## soccergal12 3 years ago Sarah's flower shop gets very busy on V-day, but they don't always sell out. Sarah knows that she can sell 50 rose bouquets at a price of \$75 each, but she can sell 60 if she drops the price down to \$65 each. (a) find the demand function p(x) .. assume it's linear. (b) find the revenue function R(x). (c) find for which value(s) of x the marginal revenue equals to 0 (d) suppose each bouquet costs Sarah \$25 to make. find the marginal profit for x = 50. what does this value mean?

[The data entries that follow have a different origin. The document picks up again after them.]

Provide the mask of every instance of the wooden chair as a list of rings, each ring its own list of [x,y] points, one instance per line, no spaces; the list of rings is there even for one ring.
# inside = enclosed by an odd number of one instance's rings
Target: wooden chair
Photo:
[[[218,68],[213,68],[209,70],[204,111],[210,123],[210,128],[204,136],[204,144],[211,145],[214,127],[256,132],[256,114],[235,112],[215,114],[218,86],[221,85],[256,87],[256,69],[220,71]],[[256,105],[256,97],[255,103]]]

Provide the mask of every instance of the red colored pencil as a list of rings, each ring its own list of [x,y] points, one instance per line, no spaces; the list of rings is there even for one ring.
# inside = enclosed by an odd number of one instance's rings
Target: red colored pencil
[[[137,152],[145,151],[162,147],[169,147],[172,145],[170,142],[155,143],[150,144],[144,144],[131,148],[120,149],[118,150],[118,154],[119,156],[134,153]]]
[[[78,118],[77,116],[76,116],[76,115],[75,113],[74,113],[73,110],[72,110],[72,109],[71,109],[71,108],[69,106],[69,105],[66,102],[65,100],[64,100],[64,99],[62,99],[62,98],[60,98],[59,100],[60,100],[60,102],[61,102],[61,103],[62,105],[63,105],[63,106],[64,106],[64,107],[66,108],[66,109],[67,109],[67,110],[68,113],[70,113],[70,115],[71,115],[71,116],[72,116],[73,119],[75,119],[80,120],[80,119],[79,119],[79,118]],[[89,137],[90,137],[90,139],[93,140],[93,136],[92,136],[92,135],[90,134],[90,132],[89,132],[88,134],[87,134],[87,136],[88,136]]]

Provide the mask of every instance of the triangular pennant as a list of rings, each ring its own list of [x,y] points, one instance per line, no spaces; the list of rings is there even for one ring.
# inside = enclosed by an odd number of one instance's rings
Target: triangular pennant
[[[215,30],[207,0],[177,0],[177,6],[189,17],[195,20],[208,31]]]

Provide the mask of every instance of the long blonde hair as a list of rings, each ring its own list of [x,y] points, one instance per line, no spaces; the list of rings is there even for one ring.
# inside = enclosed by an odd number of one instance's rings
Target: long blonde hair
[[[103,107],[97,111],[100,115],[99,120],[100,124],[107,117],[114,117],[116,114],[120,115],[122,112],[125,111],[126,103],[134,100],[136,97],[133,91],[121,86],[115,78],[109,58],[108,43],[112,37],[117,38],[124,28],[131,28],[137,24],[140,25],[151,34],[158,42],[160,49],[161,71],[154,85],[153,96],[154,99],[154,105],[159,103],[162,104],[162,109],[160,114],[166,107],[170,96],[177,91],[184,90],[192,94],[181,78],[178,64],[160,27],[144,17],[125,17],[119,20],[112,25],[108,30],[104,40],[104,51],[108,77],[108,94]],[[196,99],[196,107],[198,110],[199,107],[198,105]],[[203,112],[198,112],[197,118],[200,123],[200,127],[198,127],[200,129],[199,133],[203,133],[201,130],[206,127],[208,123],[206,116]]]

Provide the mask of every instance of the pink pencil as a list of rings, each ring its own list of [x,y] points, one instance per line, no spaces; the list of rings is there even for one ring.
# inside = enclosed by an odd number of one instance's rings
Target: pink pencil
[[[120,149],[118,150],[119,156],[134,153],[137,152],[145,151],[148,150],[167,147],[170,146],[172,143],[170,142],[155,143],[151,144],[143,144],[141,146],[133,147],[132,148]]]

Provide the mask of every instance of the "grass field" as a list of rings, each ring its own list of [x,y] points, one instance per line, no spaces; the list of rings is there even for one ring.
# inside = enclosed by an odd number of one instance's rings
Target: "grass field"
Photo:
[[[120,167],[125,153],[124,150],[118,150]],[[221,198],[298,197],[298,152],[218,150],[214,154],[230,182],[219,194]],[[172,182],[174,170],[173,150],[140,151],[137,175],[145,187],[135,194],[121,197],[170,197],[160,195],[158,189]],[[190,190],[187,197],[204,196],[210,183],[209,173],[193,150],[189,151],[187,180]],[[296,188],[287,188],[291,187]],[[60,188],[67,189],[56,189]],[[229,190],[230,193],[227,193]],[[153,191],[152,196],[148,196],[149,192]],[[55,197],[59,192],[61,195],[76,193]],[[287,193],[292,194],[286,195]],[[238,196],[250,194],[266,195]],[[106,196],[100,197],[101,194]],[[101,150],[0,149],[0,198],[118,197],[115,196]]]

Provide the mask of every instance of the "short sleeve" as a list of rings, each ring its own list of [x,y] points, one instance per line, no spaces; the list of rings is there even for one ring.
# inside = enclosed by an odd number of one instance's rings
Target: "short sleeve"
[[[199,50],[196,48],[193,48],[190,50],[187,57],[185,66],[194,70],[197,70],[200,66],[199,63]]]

I found the demand function : p(x) = -x + 125 And the Revenue function : R(x) = -x^2 + 125x and found the marginal revnue: x = 125/2 rose bouquets i don't get how to do part d

1. javawarrior

isnt it just R(50) - 25*50 ?

2. soccergal12

so it would be 2500 ?

3. javawarrior

yep if marginal profit is total revenue - cost of making it

4. javawarrior

im getting 7500 not 2500, double check your working

5. ganeshie8

you should get 0. u still stuck ?

6. soccergal12

i got 7500, not zero. i put ((-50)^2 + 125(5)) - 25(50) in my calculator to get 7500.

7. soccergal12

i mean ((-50)^2 + 125(50)) - 25(50)

8. ganeshie8

what you computing is overall profit. in the question they are asking about marginal profit right ?

9. soccergal12

yeah, it's asking for marginal profit

10. soccergal12

does that mean, it should be dP/dt = dR/dt - dC/dt ?

11. ganeshie8

exactly.. you are correct. marginal something means, derivative something

12. soccergal12

okay, i used the original profit function: p(x) -x +125 to get the derivative: p^1(x) = -1 ; so from this function, we know that the marginal profit is zero ? because you cannot plug in 50 for x, because there is no x variable in the derivative?

13. ganeshie8

dP/dt = dR/dt - dC/dt your above equation is right. just take: (derivative of REVENUE) - (derivative of COST) that comes like : d/dx { R(x) } - d/dx { 25x }

14. ganeshie8

25x is you cost function

15. soccergal12

thank you!